Made this today. I had the cooler and the bilge pump kit cost me $40 from BPS. It looks like it works pretty good, just need some bass to try it out.

I needed it for my first ever tournament next weekend. Cant wait!!!!


----------



## Jim (Jul 4, 2010)

nice job man! I'm about to make the same thing!


----------



## Brine (Jul 4, 2010)

I keep trying to tell myself why I need to do anything different with the new boat than this. I've ran mine the same way for 3 years on the old boat and it's worked fine. I just throw the pump overboard to fill up the cooler, set it back in to recirculate, then put the spray bar overboard to empty. No drilling, 1 pump, easy to clean, insulated, etc.... I think you just helped me make up my mind.
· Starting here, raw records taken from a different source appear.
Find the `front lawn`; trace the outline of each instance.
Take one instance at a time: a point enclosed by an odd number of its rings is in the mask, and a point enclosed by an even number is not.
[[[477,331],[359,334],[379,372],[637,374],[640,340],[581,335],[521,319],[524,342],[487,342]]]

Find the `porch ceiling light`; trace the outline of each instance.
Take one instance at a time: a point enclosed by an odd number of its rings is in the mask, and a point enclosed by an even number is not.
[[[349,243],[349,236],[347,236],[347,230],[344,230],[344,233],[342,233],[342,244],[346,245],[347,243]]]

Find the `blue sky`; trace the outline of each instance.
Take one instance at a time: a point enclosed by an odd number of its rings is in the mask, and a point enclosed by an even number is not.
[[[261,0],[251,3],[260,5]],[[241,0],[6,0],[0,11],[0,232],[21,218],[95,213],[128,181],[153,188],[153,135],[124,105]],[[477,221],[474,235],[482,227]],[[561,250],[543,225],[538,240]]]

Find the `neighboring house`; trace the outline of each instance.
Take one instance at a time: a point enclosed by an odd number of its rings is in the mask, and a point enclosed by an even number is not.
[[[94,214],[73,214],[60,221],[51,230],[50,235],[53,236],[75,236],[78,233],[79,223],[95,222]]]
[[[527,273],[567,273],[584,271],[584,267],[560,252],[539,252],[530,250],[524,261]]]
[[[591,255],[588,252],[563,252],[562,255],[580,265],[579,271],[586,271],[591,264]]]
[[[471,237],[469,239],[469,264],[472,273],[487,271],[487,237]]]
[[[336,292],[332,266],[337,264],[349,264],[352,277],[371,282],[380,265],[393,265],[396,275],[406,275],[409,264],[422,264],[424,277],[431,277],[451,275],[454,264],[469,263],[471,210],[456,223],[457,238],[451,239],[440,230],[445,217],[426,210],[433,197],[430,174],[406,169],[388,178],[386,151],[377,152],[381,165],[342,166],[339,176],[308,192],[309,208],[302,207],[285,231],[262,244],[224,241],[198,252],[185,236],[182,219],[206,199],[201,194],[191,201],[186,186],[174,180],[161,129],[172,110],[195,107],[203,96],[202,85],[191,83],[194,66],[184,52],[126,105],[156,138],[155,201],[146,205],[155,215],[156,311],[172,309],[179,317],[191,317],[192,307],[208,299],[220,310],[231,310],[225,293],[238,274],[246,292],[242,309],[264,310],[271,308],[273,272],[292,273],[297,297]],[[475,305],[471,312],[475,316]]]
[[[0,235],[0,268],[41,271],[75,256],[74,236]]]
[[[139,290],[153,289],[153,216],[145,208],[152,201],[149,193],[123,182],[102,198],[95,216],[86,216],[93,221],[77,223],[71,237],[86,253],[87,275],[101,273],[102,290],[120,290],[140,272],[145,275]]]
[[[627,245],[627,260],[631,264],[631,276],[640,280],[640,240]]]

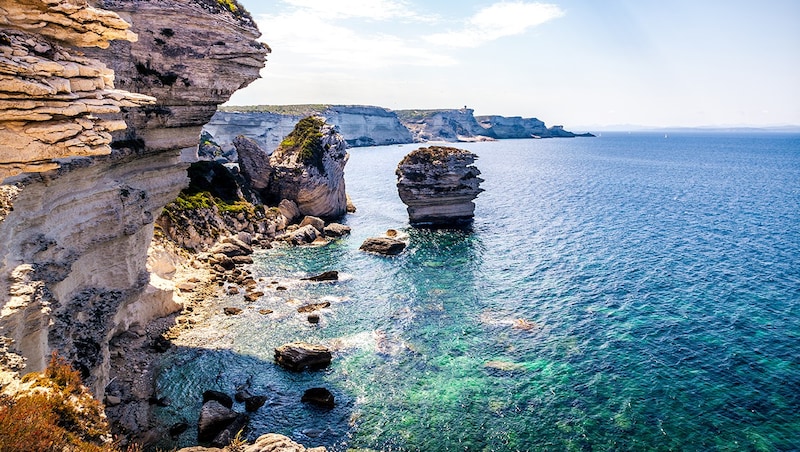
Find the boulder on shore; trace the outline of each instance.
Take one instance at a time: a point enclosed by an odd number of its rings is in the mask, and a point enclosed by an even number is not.
[[[275,349],[275,362],[295,372],[328,367],[331,359],[331,351],[327,347],[306,342],[291,342]]]
[[[408,206],[412,226],[463,226],[472,222],[475,203],[483,190],[478,156],[444,146],[419,148],[397,165],[397,191]]]
[[[358,248],[369,253],[394,256],[406,249],[406,242],[391,237],[370,237]]]

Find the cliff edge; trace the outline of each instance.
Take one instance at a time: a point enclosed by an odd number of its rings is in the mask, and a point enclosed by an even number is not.
[[[38,371],[58,350],[102,396],[109,341],[180,307],[146,266],[154,220],[269,49],[243,10],[210,0],[0,10],[4,364]]]

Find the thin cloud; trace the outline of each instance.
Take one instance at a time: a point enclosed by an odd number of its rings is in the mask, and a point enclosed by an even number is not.
[[[467,19],[462,29],[432,34],[425,39],[452,47],[478,47],[505,36],[525,33],[564,14],[557,5],[548,3],[495,3]]]
[[[375,21],[407,19],[432,22],[435,18],[414,12],[403,0],[284,0],[295,8],[330,19],[361,18]]]
[[[313,3],[312,0],[292,0]],[[270,61],[327,69],[374,69],[392,66],[451,66],[452,57],[401,36],[364,33],[340,25],[324,12],[300,8],[256,18],[263,40],[272,47]],[[269,66],[269,63],[268,63]],[[275,67],[275,66],[273,66]]]

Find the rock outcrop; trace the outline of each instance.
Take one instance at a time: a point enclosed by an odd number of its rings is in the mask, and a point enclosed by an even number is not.
[[[491,129],[481,127],[473,110],[398,110],[400,122],[411,131],[414,141],[480,141],[496,138]]]
[[[111,132],[126,125],[106,115],[156,99],[115,89],[111,69],[74,49],[135,41],[130,26],[66,2],[17,0],[0,11],[0,182],[56,169],[56,159],[110,154]]]
[[[536,118],[523,118],[521,116],[476,116],[475,120],[481,127],[491,130],[496,138],[534,138],[549,137],[550,131],[544,122]]]
[[[402,253],[406,246],[406,242],[392,237],[370,237],[364,240],[358,249],[368,253],[395,256]]]
[[[365,105],[225,107],[204,130],[225,151],[233,149],[234,139],[243,135],[271,153],[298,121],[312,115],[335,125],[350,147],[413,142],[411,133],[393,111]]]
[[[342,217],[347,212],[346,149],[342,136],[322,118],[302,119],[270,156],[272,174],[262,198],[269,205],[294,201],[301,215]]]
[[[459,226],[472,221],[483,190],[477,156],[463,149],[419,148],[397,165],[397,191],[413,226]]]
[[[268,49],[216,1],[91,4],[0,4],[0,336],[26,371],[59,350],[99,396],[109,340],[179,307],[146,267],[154,220]]]
[[[322,345],[291,342],[275,349],[275,362],[294,372],[323,369],[330,365],[331,351]]]

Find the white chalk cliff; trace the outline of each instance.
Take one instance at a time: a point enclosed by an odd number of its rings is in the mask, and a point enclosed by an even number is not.
[[[146,267],[153,222],[258,77],[257,37],[215,1],[0,3],[0,365],[58,350],[102,395],[109,340],[178,307]]]

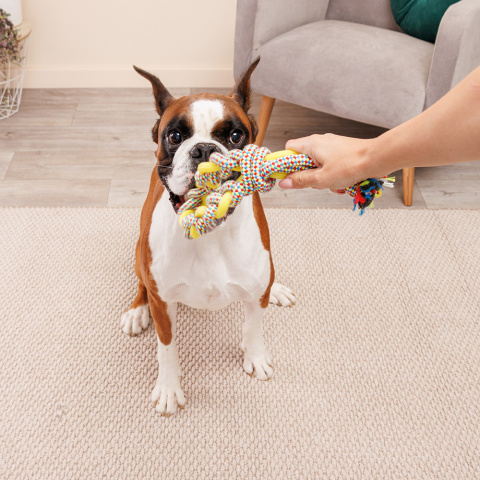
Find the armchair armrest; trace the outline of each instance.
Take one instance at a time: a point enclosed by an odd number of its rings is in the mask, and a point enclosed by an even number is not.
[[[480,1],[462,0],[440,23],[428,75],[425,108],[480,65]]]
[[[237,79],[272,38],[324,20],[330,0],[238,0],[233,74]]]

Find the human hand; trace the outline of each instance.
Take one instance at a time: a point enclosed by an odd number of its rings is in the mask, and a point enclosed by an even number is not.
[[[288,175],[279,182],[281,188],[330,188],[345,193],[346,188],[366,178],[380,178],[388,173],[369,163],[369,139],[327,133],[289,140],[286,148],[308,155],[318,168]]]

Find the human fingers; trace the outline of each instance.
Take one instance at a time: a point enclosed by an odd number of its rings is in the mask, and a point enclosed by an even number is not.
[[[322,176],[322,170],[315,168],[312,170],[303,170],[300,172],[291,173],[281,180],[278,184],[280,188],[327,188],[328,185],[325,184],[325,181]]]

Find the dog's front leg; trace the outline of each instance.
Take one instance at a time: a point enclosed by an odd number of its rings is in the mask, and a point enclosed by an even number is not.
[[[177,304],[168,305],[160,299],[150,299],[150,311],[157,332],[158,379],[152,392],[155,410],[162,415],[173,415],[185,405],[180,386],[180,362],[175,343]]]
[[[245,323],[243,324],[242,350],[245,357],[243,369],[259,380],[268,380],[273,375],[272,359],[263,339],[263,313],[260,302],[244,302]]]

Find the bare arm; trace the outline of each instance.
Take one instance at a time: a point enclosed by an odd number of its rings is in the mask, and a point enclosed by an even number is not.
[[[480,67],[429,109],[377,138],[312,135],[286,148],[321,168],[289,175],[282,188],[339,190],[402,168],[480,160]]]

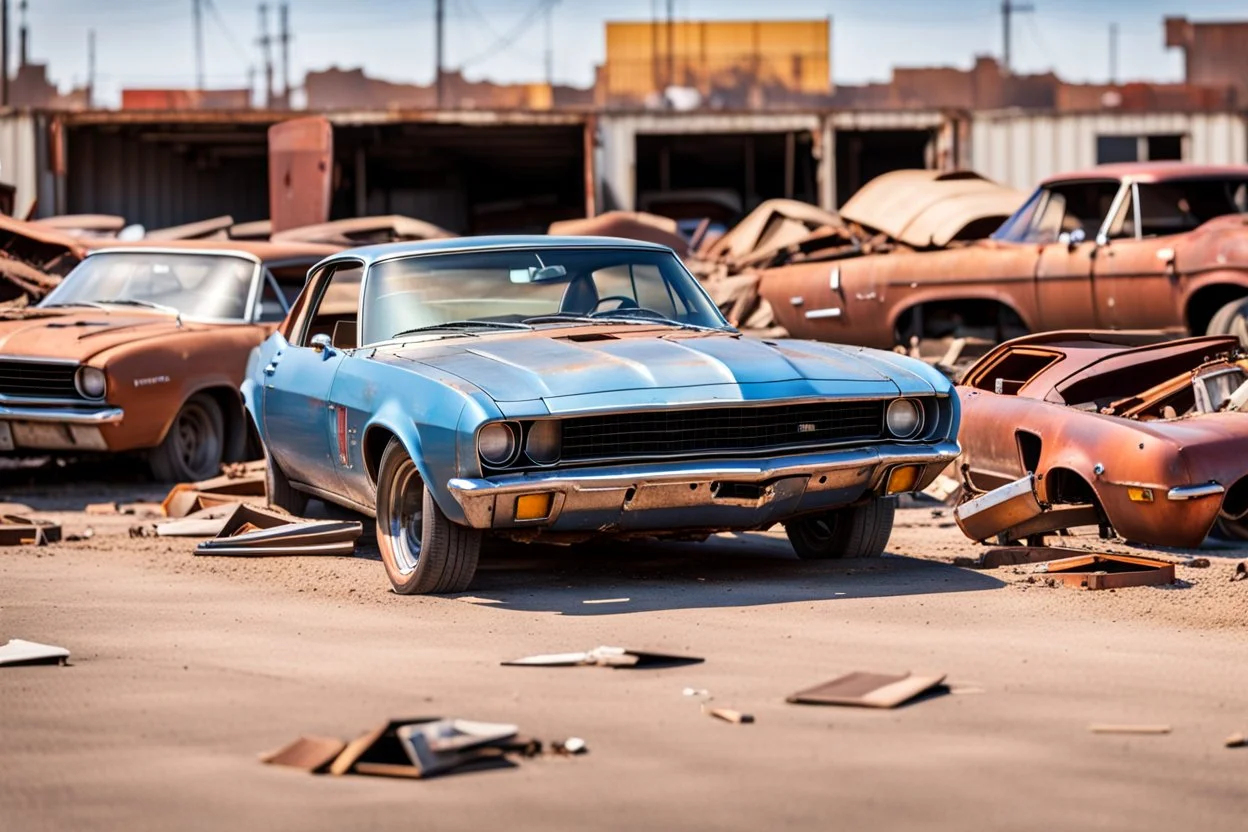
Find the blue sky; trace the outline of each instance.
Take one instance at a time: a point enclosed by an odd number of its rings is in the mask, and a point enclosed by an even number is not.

I bought the 120qt cooler at WallyWorld for $49, then made a plexi lid to sit inside the cooler with a cutout in the middle wrapped with fuel line to keep the fish from going airborn when the lid was open. My old boat the top of the cooler was close to the gunwhales and made for an easy jump overboard.


----------



## bluegillfisher (Jul 4, 2010)

I used same kit for my livewell. This is the third year I've used it. This spring I snagged an aerator minnow bucket for $10 at wally world. The bubble thing uses "c" batteries, but when I used it for trout fishing it lasted three days--blowing bubbles the all day long when I was fishing. I kept one trout from early morning to seven o'clock and it was very lively when I took it out. I drilled one 1/4' hole in side of cooler to put hose through.


----------



## Truckmechanic (Jul 4, 2010)

I have used this system alot myself. I used it in 4 hour tournaments and it kept my fish healthy and active. If I was going to use it very long period of time I would do something like Brine had mentioned and have a way to change out some of the water without having to risk fish going overboard.


----------



## wolfmjc (Jul 5, 2010)

nice job.....need to look into one of those myself. =D>


----------